Bugün karşı karşıya olduğumuz ırkçılık, mezhepçilik, makam hırsı gibi sorunlar, sadece bireysel değil, toplumsal olarak da Müslümanların imtihanıdır. Bu meseleler, İslam’ın adalet, eşitlik ve kardeşlik ilkelerine aykırıdır ve ümmetin birliğini zedelemektedir.

Irkçılık ve mezhepçilik, İslam’ın kardeşlik anlayışını baltalayan en büyük hastalıklardandır. Peygamber Efendimiz (s.a.v) Veda Hutbesi’nde, “Arabın Arap olmayana üstünlüğü yoktur, üstünlük ancak takvadadır” buyurarak bu konuda net bir ölçü koymuştur. Aynı şekilde, Kur’an-ı Kerim’de, “Hep birlikte Allah’ın ipine sımsıkı sarılın, ayrılığa düşmeyin” (Âl-i İmran, 103) ayetiyle, birlik ve beraberliğin önemi vurgulanmıştır. Bu sebeple Müslüman, ayrıştırıcı değil, birleştirici bir rol üstlenmelidir.

Mevki ve dünyalık hırslar da Müslüman için ciddi bir tehlike oluşturur. Bu tür arzular, insanı kolayca adaletsizliğe ve nefsine yenilmeye sürükleyebilir. Oysa İslam, bireyi tevazuya ve nefsini kontrol etmeye çağırır. Hz. Ömer’in (r.a) adalet anlayışı, Müslümanların rehber alması gereken bir örnektir.
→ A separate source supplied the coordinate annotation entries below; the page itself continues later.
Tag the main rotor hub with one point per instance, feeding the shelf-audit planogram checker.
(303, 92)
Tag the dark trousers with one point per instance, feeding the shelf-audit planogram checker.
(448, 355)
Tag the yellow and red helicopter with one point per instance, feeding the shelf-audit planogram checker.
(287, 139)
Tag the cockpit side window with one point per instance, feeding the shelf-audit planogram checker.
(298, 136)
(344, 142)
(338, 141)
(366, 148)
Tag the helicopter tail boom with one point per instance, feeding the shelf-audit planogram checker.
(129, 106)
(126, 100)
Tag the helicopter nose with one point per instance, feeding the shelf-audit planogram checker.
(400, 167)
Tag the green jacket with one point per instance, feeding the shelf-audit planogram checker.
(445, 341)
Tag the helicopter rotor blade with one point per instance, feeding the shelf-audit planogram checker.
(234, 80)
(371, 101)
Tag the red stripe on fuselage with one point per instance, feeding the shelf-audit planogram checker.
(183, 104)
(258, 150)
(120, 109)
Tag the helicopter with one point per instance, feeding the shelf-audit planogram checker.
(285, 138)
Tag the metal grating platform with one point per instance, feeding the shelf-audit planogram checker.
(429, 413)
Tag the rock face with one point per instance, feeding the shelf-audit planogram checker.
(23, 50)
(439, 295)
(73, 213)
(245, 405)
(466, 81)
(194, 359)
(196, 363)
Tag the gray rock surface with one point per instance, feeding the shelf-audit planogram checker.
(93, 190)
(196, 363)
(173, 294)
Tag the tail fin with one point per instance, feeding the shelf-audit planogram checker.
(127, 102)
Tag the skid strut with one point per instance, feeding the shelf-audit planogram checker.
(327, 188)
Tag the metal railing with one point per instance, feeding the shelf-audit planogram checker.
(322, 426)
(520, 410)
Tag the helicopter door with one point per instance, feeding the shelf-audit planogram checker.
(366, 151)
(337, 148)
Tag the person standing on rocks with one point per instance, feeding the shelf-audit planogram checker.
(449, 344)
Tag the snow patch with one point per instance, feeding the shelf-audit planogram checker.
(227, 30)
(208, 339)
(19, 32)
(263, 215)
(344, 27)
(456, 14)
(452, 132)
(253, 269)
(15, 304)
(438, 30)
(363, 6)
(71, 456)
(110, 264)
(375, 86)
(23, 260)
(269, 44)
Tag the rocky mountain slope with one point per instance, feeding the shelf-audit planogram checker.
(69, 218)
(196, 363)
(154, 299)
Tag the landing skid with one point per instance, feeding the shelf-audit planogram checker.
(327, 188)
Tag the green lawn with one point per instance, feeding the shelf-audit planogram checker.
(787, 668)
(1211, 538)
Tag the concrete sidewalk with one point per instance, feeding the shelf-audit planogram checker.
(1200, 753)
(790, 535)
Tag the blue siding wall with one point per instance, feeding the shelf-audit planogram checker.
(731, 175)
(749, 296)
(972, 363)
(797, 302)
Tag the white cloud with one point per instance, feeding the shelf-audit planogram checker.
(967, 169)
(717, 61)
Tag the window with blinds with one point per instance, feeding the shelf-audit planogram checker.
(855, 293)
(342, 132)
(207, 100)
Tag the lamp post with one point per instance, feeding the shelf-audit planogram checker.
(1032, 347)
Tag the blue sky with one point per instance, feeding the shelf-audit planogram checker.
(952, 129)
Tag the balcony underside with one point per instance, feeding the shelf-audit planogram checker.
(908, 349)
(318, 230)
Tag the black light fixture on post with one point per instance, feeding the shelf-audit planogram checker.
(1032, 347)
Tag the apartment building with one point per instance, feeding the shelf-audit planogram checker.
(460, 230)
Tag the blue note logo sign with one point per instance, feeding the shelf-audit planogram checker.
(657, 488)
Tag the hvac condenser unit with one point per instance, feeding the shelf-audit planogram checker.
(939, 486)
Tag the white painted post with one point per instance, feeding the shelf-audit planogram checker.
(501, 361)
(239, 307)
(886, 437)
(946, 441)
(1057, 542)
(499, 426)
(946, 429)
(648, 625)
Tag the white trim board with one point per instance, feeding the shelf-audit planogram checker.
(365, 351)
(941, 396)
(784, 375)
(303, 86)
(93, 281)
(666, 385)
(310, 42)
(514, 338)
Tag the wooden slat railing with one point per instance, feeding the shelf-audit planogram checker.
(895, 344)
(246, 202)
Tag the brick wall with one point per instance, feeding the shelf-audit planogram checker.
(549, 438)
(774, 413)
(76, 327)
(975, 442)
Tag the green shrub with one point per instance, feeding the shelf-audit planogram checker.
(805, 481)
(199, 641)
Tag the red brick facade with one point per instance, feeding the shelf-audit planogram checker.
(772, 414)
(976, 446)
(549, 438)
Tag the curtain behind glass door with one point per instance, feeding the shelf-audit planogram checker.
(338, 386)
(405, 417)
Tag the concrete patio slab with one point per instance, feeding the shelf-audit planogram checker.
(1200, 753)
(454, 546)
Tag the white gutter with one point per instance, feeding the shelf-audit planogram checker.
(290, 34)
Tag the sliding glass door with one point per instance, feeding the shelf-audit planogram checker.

Müslümanın duruşu, ihsan, adalet ve merhamet üzerine inşa edilmelidir. Müslüman, sadece kendi ahiretini düşünerek değil, topluma karşı da sorumluluk bilinciyle hareket etmelidir. Her birey, bulunduğu çevrede adaletin ve iyiliğin temsilcisi olursa, ümmetin birliği yeniden sağlanabilir. Allah, insanlardan sonuçtan önce samimi bir gayret ve ihlas bekler. Müslüman, bu bilinci kuşanarak hem kendi nefsini hem de toplumunu güzelleştirmeye çalışmalıdır. Bunu önce kendi iç dünyasında ve pratik hayatımızda başlamak şartıyla İnşaallah.